Library Imports
from pyspark.sql import SparkSession
from pyspark.sql import functions as F
Template
spark = (
SparkSession.builder
.master("local")
.appName("Section 2.12 - Performing Joins (clean one)")
.config("spark.some.config.option", "some-value")
.getOrCreate()
)
sc = spark.sparkContext
pets = spark.createDataFrame(
[
(1, 1, 'Bear'),
(2, 1, 'Chewie'),
(3, 2, 'Roger'),
], ['id', 'breed_id', 'nickname']
)
pets.toPandas()
| id | breed_id | nickname | |
|---|---|---|---|
| 0 | 1 | 1 | Bear |
| 1 | 2 | 1 | Chewie |
| 2 | 3 | 2 | Roger |
breeds = spark.createDataFrame(
[
(1, 'Pitbull', 10),
(2, 'Corgie', 20),
], ['id', 'name', 'average_height']
)
breeds.toPandas()
| id | name | average_height | |
|---|---|---|---|
| 0 | 1 | Pitbull | 10 |
| 1 | 2 | Corgie | 20 |
Performing Joins
There are typically two types of joins in sql:
Inner Joinis where 2 tables are joined on the basis of common columns mentioned in the ON clause.ie.
left.join(right, left[lkey] == right[rkey])
Natural Joinis where 2 tables are joined on the basis of all common columns.ie.
left.join(right, 'key')
source: https://stackoverflow.com/a/8696402
Question: Which is better? Is it just a style choice?
Option 1: Inner Join (w/Different Keys)
join_condition = pets['breed_id'] == breeds['id']
df = pets.join(breeds, join_condition)
df.toPandas()
| id | breed_id | nickname | id | name | average_height | |
|---|---|---|---|---|---|---|
| 0 | 1 | 1 | Bear | 1 | Pitbull | 10 |
| 1 | 2 | 1 | Chewie | 1 | Pitbull | 10 |
| 2 | 3 | 2 | Roger | 2 | Corgie | 20 |
What Happened:
- We have 2 columns named
id, but they refer to different things. - We can't uniquely reference these 2 columns (easily, still possible).
- Pretty long
join expression.
This is not ideal. Let's try renaming it before the join?

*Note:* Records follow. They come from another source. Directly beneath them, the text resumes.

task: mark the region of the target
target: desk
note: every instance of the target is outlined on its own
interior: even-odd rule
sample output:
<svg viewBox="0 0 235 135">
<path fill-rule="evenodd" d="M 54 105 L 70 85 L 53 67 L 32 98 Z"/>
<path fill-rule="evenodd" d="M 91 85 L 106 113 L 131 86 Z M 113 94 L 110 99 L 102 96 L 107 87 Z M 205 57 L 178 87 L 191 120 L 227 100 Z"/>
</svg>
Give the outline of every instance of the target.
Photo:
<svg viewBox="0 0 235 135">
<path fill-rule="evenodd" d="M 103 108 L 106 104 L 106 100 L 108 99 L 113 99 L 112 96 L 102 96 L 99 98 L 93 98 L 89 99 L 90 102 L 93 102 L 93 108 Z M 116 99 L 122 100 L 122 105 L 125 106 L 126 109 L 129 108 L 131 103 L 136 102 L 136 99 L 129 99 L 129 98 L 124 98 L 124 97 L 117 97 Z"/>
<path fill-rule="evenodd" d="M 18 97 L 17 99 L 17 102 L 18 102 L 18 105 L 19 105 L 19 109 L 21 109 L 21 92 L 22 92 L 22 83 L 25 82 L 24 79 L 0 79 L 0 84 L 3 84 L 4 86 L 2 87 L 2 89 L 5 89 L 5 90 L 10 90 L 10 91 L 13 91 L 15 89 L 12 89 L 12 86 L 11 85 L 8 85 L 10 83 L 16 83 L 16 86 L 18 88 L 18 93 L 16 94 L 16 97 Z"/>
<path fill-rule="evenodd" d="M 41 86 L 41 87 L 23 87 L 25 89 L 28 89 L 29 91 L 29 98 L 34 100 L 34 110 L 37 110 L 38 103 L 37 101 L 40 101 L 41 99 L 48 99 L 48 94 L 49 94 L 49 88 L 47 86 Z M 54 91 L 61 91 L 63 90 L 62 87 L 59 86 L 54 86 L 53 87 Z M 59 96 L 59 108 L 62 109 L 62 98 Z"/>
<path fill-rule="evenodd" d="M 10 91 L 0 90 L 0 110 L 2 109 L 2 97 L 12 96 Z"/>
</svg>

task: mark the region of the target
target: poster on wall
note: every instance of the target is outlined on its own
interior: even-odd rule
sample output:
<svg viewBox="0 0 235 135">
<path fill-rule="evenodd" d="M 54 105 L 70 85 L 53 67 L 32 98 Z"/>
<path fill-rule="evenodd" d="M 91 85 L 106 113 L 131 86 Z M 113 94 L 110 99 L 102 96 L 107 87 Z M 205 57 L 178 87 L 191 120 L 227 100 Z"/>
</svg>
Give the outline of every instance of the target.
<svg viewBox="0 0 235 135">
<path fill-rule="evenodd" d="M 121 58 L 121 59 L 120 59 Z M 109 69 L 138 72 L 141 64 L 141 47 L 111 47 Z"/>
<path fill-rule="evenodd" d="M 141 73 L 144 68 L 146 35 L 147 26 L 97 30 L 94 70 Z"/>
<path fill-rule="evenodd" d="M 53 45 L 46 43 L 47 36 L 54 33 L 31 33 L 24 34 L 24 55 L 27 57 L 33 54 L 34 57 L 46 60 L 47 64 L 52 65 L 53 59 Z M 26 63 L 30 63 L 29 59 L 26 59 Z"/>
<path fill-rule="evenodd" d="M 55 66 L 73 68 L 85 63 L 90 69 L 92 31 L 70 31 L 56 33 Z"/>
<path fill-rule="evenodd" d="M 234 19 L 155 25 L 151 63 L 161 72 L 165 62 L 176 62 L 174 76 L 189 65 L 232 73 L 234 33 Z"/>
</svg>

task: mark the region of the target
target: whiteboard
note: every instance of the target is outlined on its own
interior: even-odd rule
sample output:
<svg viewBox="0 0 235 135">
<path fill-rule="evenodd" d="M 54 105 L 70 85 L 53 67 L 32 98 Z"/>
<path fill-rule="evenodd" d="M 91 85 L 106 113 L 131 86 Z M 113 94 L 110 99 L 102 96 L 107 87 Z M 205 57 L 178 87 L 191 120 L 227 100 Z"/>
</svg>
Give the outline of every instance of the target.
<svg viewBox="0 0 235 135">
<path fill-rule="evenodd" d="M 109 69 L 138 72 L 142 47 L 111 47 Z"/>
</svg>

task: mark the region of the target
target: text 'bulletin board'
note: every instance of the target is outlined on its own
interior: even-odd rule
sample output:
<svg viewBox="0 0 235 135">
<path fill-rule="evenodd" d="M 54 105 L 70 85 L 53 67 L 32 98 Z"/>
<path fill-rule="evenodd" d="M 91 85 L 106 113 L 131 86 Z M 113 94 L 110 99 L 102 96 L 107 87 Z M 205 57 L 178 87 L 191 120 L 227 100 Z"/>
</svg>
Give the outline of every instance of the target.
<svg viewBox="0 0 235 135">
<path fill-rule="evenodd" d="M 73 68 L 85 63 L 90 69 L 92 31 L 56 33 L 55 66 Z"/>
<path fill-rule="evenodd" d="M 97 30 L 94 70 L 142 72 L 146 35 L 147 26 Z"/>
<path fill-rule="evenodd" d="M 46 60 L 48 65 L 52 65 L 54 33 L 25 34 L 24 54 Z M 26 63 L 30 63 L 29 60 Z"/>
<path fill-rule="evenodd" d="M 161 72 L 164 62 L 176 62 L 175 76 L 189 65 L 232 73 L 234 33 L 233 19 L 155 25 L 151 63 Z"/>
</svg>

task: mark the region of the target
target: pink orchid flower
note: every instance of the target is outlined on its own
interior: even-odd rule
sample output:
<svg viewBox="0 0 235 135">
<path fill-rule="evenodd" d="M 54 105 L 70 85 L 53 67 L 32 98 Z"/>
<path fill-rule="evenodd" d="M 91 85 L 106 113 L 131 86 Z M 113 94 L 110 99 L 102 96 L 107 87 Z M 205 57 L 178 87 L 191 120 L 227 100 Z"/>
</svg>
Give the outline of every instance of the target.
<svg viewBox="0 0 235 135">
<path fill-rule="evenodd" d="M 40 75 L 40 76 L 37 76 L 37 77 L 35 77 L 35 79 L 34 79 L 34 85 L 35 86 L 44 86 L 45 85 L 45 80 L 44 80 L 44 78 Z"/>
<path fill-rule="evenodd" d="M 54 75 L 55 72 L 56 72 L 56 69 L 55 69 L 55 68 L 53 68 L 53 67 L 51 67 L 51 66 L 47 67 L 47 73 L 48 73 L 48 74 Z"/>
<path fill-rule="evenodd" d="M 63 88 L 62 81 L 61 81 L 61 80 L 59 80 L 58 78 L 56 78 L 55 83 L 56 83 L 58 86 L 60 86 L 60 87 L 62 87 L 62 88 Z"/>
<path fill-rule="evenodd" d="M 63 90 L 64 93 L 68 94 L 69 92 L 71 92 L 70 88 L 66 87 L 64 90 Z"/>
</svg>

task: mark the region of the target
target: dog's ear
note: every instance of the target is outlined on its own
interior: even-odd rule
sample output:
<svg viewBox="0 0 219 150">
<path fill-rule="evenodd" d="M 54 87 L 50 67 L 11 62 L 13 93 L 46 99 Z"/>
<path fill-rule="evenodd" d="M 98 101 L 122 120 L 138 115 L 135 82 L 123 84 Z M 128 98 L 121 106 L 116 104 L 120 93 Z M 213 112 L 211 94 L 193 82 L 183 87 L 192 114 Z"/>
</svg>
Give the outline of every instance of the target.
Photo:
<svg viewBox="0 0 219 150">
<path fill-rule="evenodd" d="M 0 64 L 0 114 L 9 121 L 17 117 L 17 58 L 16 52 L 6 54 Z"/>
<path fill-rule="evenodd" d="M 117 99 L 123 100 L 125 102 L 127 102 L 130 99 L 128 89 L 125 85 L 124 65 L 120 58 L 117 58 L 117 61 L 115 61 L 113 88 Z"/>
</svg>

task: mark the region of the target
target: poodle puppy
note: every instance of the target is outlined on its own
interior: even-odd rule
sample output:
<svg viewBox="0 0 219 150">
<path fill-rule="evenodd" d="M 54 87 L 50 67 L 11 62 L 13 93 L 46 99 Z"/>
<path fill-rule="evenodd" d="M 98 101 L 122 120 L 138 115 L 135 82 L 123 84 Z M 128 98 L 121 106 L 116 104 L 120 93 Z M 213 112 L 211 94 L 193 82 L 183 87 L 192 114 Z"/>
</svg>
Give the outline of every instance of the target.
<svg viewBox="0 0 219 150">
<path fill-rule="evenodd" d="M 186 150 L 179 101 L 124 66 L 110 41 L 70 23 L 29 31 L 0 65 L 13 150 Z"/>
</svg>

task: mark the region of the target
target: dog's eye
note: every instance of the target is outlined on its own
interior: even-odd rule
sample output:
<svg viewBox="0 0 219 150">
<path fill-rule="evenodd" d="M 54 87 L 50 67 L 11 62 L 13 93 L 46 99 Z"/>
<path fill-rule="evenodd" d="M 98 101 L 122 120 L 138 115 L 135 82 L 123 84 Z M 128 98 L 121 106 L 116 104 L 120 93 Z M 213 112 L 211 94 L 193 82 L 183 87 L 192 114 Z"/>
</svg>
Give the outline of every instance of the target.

Option 2: Inner Join (w/Same Keys)
breeds = breeds.withColumnRenamed('id', 'breed_id')
join_condition = pets['breed_id'] == breeds['breed_id']
df = pets.join(breeds, join_condition)
df.toPandas()
| id | breed_id | nickname | breed_id | name | average_height | |
|---|---|---|---|---|---|---|
| 0 | 1 | 1 | Bear | 1 | Pitbull | 10 |
| 1 | 2 | 1 | Chewie | 1 | Pitbull | 10 |
| 2 | 3 | 2 | Roger | 2 | Corgie | 20 |
What Happened:
- We have 2 columns named
breed_idwhich mean the same thing! - Duplicate columns appear in the result.
- Still pretty long
join expression.
This is again not ideal.
Option 3: Natural Join
df = pets.join(breeds, 'breed_id')
df.toPandas()
| breed_id | id | nickname | name | average_height | |
|---|---|---|---|---|---|
| 0 | 1 | 1 | Bear | Pitbull | 10 |
| 1 | 1 | 2 | Chewie | Pitbull | 10 |
| 2 | 2 | 3 | Roger | Corgie | 20 |
What Happened:
- No duplicated column!
- No extra column!
- A single string required for the
join expression(list of column/keys, if joining on multiple column/keys join).
Summary
Preforming a natural join was the most elegant solution in terms of join expression and the resulting df.
NOTE: These rules also apply to the other join types (ie. left and right).
**Some might argue that you will need both join keys in the result for further transformations such as filter only the left or right key, but I would recommend doing this before the join, as this is more performant.